Faisons remarquer, en passant, que les qualités indiquées plus haut des Ioniens des temps homériques s'expliquent en grande partie par l'histoire qui précède la naissance de l'Épopée. C'est, à notre avis, une loi générale que le courage physique et l'amour des actions d'éclat d'un peuple diminuent à mesure que sa civilisation vieillit et qu'il acquiert de l'expérience. Or, avant que l'Épopée ne fût créée, les ancêtres des Grecs d'Asie Mineure avaient franchi, sous l'influence de l'Orient, une phase très brillante de la civilisation ; l'incursion des Doriens, qui les chassèrent de leur pays, porta un coup très sensible à leur expansion et à leur bien-être. Ces péripéties ont dû forcément laisser une trace profonde dans l'esprit de la population, en sorte que la première ardeur juvénile fit place à une disposition d'esprit plus calme et plus réfléchie.

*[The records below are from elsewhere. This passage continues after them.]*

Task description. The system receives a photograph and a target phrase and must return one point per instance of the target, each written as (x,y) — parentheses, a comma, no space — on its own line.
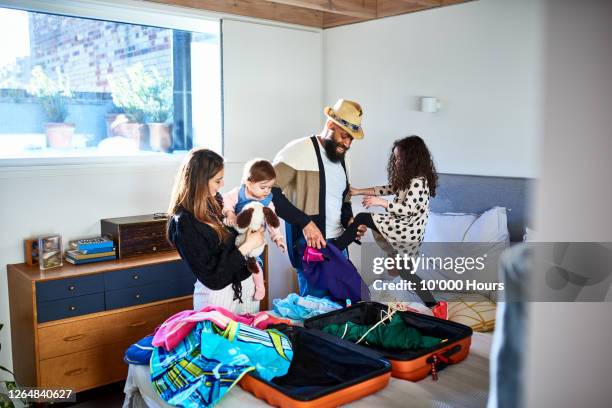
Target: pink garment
(230,199)
(260,287)
(313,255)
(177,327)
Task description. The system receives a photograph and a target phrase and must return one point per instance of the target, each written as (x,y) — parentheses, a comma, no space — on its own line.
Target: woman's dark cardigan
(216,264)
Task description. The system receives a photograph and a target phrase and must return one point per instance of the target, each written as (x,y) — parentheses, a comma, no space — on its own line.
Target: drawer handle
(75,337)
(76,371)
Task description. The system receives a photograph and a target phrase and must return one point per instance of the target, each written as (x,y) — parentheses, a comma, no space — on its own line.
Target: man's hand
(372,201)
(314,238)
(355,191)
(361,230)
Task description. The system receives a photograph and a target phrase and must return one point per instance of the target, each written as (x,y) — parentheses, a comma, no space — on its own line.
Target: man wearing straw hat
(312,185)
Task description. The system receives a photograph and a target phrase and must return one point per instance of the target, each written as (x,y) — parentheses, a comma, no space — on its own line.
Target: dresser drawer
(145,275)
(69,287)
(139,295)
(71,307)
(180,305)
(85,369)
(184,286)
(70,337)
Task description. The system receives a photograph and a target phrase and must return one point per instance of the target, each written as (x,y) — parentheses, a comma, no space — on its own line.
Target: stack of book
(89,250)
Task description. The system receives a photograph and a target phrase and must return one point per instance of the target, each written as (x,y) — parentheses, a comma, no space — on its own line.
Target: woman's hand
(373,201)
(280,243)
(254,239)
(230,218)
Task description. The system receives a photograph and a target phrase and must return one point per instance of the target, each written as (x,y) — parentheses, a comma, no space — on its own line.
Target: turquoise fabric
(207,363)
(301,308)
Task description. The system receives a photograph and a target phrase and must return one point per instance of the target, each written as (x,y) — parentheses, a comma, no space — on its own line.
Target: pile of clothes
(197,356)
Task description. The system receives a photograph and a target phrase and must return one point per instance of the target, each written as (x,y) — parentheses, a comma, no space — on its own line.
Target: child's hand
(373,201)
(280,243)
(230,218)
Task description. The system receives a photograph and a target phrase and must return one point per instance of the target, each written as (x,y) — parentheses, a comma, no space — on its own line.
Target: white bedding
(461,385)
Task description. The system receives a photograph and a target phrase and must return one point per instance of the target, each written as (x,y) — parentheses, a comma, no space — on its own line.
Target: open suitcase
(325,372)
(410,365)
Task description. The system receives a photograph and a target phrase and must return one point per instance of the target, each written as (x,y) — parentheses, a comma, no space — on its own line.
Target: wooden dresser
(70,326)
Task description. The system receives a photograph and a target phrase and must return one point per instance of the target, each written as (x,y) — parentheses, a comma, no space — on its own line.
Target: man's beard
(331,147)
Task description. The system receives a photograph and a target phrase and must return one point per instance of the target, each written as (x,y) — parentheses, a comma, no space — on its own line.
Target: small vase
(160,137)
(59,135)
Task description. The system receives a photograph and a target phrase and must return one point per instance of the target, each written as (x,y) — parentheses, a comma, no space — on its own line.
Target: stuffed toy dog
(252,217)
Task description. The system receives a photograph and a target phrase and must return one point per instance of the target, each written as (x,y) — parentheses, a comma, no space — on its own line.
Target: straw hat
(347,115)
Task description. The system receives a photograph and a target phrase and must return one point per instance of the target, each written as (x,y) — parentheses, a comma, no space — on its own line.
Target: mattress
(460,385)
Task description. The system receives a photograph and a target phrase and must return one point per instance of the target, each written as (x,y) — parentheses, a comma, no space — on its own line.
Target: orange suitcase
(412,365)
(325,372)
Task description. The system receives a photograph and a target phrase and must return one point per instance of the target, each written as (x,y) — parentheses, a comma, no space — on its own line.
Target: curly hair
(414,161)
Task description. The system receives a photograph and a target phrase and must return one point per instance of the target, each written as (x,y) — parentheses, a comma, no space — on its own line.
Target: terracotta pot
(110,118)
(160,136)
(59,135)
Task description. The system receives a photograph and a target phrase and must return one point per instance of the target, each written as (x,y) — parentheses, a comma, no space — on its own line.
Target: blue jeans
(305,287)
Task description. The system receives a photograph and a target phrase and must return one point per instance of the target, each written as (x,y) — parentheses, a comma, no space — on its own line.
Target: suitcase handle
(439,361)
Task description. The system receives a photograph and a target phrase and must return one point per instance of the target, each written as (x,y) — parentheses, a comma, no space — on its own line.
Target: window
(73,86)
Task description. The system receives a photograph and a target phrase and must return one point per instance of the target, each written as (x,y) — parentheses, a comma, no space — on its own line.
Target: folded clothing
(209,361)
(321,366)
(395,335)
(301,308)
(139,352)
(177,327)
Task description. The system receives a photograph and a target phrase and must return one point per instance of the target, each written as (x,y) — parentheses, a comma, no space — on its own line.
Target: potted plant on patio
(53,95)
(127,94)
(158,105)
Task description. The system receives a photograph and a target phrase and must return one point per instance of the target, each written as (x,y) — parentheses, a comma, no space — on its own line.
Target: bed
(461,385)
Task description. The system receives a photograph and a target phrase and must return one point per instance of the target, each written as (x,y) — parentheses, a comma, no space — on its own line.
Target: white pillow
(530,235)
(448,227)
(491,226)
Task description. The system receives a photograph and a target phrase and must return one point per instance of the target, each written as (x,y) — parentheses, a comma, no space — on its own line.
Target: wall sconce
(430,104)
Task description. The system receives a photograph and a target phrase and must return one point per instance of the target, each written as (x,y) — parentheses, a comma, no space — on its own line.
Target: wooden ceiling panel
(314,13)
(388,8)
(255,8)
(353,8)
(335,20)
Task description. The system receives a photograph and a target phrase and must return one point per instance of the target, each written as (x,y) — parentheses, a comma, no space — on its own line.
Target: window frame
(132,12)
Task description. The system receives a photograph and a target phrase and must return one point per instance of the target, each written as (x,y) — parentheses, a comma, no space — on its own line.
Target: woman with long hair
(412,179)
(206,245)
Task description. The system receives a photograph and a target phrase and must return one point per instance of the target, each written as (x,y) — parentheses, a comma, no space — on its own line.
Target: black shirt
(216,264)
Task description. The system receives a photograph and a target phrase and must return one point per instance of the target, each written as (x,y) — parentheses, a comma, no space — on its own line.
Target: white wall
(568,356)
(482,59)
(272,94)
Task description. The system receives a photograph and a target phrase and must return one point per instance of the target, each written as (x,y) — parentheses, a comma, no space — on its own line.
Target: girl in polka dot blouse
(412,180)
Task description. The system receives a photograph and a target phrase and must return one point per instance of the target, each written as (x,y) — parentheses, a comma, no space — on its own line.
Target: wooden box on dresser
(70,326)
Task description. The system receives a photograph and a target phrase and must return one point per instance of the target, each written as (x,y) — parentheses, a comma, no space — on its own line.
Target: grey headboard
(476,194)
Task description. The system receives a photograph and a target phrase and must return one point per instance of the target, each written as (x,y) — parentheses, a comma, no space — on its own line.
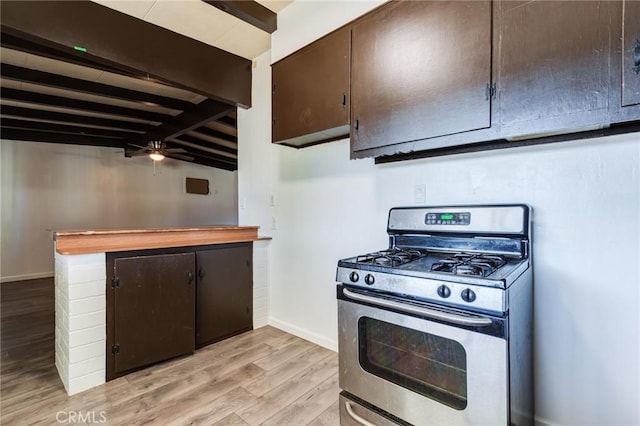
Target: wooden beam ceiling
(249,11)
(123,42)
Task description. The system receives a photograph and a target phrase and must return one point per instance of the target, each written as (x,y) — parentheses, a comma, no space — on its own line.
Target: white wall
(61,187)
(586,201)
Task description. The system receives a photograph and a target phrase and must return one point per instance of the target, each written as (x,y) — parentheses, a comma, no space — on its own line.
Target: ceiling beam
(29,75)
(202,152)
(250,12)
(209,131)
(190,137)
(128,43)
(182,140)
(70,103)
(39,114)
(203,112)
(15,43)
(66,138)
(16,123)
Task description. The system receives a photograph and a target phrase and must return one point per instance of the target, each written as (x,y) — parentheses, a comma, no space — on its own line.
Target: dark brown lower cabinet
(153,316)
(163,303)
(224,294)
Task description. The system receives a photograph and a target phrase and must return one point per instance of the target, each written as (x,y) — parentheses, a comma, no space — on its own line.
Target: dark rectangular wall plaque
(197,186)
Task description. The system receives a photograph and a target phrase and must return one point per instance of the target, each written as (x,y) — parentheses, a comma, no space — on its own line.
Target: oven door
(425,364)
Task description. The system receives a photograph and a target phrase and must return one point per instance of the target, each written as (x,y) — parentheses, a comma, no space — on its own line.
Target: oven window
(433,366)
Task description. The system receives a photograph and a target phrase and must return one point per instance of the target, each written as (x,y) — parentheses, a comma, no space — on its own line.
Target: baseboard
(25,277)
(539,421)
(304,334)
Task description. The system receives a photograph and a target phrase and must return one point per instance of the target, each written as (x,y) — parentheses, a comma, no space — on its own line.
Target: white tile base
(80,291)
(80,282)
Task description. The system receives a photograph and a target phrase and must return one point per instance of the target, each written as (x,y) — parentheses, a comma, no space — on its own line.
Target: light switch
(420,193)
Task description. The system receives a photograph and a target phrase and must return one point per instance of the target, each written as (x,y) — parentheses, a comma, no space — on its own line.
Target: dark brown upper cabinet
(552,66)
(420,69)
(310,100)
(631,53)
(224,295)
(153,305)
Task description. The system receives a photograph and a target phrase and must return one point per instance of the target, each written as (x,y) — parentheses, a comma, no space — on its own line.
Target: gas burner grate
(477,265)
(391,257)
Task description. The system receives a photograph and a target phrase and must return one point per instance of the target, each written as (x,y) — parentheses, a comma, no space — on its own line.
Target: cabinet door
(552,65)
(631,53)
(420,70)
(224,299)
(310,99)
(154,309)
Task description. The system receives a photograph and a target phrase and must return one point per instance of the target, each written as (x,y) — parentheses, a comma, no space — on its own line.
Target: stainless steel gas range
(437,328)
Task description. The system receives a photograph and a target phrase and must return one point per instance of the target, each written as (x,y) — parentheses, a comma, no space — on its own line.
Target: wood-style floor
(265,376)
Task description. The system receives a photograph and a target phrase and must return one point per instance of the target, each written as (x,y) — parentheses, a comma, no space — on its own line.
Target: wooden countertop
(112,240)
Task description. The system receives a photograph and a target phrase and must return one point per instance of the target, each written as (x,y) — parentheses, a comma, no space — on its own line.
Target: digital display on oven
(445,218)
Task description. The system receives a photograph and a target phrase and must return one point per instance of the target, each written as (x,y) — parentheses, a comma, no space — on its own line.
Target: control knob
(468,295)
(444,291)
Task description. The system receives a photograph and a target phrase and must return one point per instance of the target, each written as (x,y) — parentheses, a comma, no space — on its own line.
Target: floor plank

Après cette digression, arrivons à ce qui touche de plus près à l'objet de ce livre et demandons-nous quels rapports on peut établir entre la description du bouclier et les monuments d'art plastique[33].

La plupart des savante supposent que la description est basée sur un véritable bouclier et estiment qu'il est possible d'en reconstituer l'ornementation. Cette thèse a été soutenue dans ses moindres détails et avec le plus grand soin par Welcker[34] et par Brunn[35]. D'autres, au contraire, parmi lesquels nous nommerons Schnaase[36], Bursian[37], Friederichs[38] et Matz[39], considèrent tout simplement cette description comme un tableau créé par l'imagination poétique. Le poète, disent-ils, a inventé librement les scènes qu'il retrace, sans se préoccuper de la question de savoir si elles sont figurables et si elles peuvent former un tout artistique ; tout au plus a-t-il été inspiré çà et là et sans qu'il s'en doutât par le souvenir passager de quelques œuvres d'art. Tout récemment Petersen a essayé avec une grande perspicacité et un profond sens critique, de réduire à ses justes proportions ce qu'il y a d'excessif dans ces deux opinions[40].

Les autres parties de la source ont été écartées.